When Facebook started in 2004, it was aiming to be a personal platform where college students could be updated about their friends’ lives. Since its launch, Facebook’s focus has been on these personal interactions. The turning point in Facebook’s journey to becoming a general-purpose website came when Facebook allowed third party applications to be integrated with the website. Today, Facebook hosts applications like BranchOut (which has come to be known as the LinkedIn for Facebook), The Social Reader (your source of news on Facebook), and fan pages to almost every small and big musician, movie, café, and anything else you’d like to tell your friends about. Facebook has become a social media mogul that wants its users to be able to reflect their offline lives in the virtual world with complete transparency. This doesn’t come as a shock; after all, everyone has heard Zuckerburg talking about how Facebook is aimed at making the world a better place by giving users a platform to be themselves. Facebook’s justification for this path is clear: if they want 900 million people to express themselves with ease, Facebook needs to have apps that facilitate the process.

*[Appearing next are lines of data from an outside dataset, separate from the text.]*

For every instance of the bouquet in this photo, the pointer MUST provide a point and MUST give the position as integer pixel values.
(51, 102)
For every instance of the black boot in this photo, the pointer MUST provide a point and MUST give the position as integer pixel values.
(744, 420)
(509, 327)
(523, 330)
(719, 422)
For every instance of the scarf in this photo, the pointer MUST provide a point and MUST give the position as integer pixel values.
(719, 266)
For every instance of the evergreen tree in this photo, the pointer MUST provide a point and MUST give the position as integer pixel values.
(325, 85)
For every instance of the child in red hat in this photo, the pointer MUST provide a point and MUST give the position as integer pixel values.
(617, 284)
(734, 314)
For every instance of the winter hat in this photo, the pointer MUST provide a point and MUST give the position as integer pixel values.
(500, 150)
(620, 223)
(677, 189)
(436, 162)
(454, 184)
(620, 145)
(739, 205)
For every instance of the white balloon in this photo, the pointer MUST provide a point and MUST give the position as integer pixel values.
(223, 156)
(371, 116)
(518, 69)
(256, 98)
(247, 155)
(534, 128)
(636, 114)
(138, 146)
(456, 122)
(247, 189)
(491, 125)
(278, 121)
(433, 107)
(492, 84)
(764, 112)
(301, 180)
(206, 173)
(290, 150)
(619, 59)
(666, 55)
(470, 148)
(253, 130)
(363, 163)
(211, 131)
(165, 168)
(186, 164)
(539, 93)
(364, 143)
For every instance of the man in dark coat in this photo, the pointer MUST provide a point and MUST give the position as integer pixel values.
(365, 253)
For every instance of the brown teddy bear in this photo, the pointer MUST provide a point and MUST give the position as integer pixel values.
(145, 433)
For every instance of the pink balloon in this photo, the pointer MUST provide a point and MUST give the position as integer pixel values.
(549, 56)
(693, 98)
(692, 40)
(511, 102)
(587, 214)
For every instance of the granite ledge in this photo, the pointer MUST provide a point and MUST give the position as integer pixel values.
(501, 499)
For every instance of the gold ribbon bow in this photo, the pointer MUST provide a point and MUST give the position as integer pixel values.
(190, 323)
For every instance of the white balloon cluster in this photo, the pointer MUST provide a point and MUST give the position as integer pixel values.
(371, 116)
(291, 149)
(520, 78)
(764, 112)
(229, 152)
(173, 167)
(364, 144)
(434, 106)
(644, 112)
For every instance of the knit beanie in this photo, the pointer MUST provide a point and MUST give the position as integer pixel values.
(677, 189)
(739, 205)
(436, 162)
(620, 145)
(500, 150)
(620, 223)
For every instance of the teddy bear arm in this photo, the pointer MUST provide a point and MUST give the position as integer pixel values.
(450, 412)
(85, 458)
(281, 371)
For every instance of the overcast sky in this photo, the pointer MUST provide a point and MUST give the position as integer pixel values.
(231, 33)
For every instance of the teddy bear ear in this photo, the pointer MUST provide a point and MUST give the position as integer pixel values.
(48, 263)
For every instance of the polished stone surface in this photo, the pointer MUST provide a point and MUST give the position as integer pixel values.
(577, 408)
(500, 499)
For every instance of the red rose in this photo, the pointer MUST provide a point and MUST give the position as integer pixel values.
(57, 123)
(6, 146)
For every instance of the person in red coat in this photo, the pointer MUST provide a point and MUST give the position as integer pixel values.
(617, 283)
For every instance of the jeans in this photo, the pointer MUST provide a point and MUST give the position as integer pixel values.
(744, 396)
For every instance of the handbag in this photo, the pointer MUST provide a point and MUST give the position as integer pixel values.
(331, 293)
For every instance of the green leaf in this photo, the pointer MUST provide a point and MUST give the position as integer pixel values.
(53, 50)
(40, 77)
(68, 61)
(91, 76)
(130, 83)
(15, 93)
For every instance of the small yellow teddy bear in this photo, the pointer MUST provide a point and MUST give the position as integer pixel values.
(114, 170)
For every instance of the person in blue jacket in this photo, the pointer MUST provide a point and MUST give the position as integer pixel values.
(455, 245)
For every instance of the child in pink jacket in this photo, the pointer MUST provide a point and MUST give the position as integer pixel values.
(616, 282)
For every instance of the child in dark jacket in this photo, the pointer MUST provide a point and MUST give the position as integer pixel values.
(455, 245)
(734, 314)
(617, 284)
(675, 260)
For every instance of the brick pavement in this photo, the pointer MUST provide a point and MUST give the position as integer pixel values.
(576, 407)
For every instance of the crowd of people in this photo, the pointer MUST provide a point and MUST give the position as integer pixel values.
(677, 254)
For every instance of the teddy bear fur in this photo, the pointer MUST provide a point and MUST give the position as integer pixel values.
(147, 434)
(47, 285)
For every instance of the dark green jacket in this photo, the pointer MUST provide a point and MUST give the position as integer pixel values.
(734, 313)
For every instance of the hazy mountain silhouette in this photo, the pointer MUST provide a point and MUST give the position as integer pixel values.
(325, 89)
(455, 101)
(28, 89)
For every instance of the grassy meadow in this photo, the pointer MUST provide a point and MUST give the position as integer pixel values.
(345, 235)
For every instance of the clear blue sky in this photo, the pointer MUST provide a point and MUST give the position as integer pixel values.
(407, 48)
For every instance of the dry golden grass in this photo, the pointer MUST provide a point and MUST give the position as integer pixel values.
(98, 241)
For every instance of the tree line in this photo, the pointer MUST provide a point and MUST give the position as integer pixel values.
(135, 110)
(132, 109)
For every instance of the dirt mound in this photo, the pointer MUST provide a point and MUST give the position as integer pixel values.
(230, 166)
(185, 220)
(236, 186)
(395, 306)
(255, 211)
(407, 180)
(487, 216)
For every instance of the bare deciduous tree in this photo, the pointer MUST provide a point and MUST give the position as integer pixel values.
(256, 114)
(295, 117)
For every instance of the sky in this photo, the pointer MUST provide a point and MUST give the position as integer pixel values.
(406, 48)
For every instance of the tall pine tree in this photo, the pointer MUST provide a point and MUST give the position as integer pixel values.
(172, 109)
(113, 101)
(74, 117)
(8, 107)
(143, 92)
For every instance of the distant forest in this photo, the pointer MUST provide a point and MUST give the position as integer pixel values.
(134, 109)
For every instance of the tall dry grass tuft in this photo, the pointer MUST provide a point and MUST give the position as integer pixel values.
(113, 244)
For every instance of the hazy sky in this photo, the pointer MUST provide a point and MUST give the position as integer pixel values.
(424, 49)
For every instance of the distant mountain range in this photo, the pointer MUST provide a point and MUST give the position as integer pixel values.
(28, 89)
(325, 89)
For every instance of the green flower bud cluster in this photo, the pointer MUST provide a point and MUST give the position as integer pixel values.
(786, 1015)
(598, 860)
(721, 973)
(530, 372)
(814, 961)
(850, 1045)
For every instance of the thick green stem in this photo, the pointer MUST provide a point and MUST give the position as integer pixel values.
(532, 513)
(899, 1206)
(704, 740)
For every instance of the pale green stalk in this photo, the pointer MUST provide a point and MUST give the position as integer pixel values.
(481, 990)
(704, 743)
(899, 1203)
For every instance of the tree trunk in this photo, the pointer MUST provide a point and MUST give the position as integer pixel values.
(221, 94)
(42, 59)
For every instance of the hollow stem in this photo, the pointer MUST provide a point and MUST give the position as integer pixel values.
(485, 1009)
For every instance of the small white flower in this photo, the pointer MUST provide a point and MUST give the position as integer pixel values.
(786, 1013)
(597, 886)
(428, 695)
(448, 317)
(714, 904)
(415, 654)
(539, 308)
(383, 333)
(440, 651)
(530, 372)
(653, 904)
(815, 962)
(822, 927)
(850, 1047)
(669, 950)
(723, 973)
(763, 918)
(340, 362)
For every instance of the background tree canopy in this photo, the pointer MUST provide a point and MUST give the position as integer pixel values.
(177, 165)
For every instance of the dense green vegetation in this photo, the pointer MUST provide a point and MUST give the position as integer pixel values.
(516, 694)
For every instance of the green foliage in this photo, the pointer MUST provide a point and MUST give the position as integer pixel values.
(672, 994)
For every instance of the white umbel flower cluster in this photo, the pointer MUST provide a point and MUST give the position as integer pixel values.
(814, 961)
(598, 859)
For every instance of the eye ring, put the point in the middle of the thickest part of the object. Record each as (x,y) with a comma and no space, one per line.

So, what are the results of becoming a general-purpose website? For users, they’re not all good. Consider BranchOut for example. BranchOut is an app built on Facebook that lets you use your personal connections for professional networking purposes. But herein lies the contradiction in becoming a general-purpose website: to invite people to BranchOut you need to be Facebook friends with the invitee. This means one would have to be friends with their boss or professor to add them to their professional network. The Facebook team would defend this and say that everything about Facebook is an opt-in, which means users have autonomous control of every aspect of their profiles. They have the power to limit their pictures, their status updates or their wall altogether. While this is definitely helpful, two problems still prevail. One is that since everyone is an expert Facebook user, you can easily tell when you are added on the infamous ‘limited profile.’ Second is that despite all the controls it hampers your interactions in the personal realm. For example, if I want to have a profile picture that will be a laugh-riot amongst my friends but inappropriate for my boss to see, the fact that I am not openly expressing to my friend circle is limiting my personal interactions and hence contradicts the notion of complete transparency.
This is where speciality social networks win. With LinkedIn you’ll never have this problem. This is because you aren’t expected to bring your entire identity to the website, but only a part of it. Zuckerburg has famously said that you only have one identity. We’d like to politely point out that one identity doesn’t mean a person cannot have different roles. In fact, in an article for Tech.Li, Andrew Torba writes that real life requires you to have different roles that are often kept exclusive of one another. This is the point where a general-purpose website becomes problematic because it isn’t in sync with real life. It is unnatural for people to share a large chunk of their personal and professional information at once. When a general-purpose network tries to put all these roles in one online profile, it has to be cautious.
The best way for general-purpose networks to coexist with speciality social networks is to understand that the zooming lens for the two will always vary. Facebook will be the network that reflects different facets of your online interactions and creates a picture of your identity, while speciality networks like LinkedIn will provide detailed information in one particular role. You do have only one identity, and if we are to reflect the complexity of our real life dynamics on the web, we require the co-existence of general-purpose and specialty social networks on the web.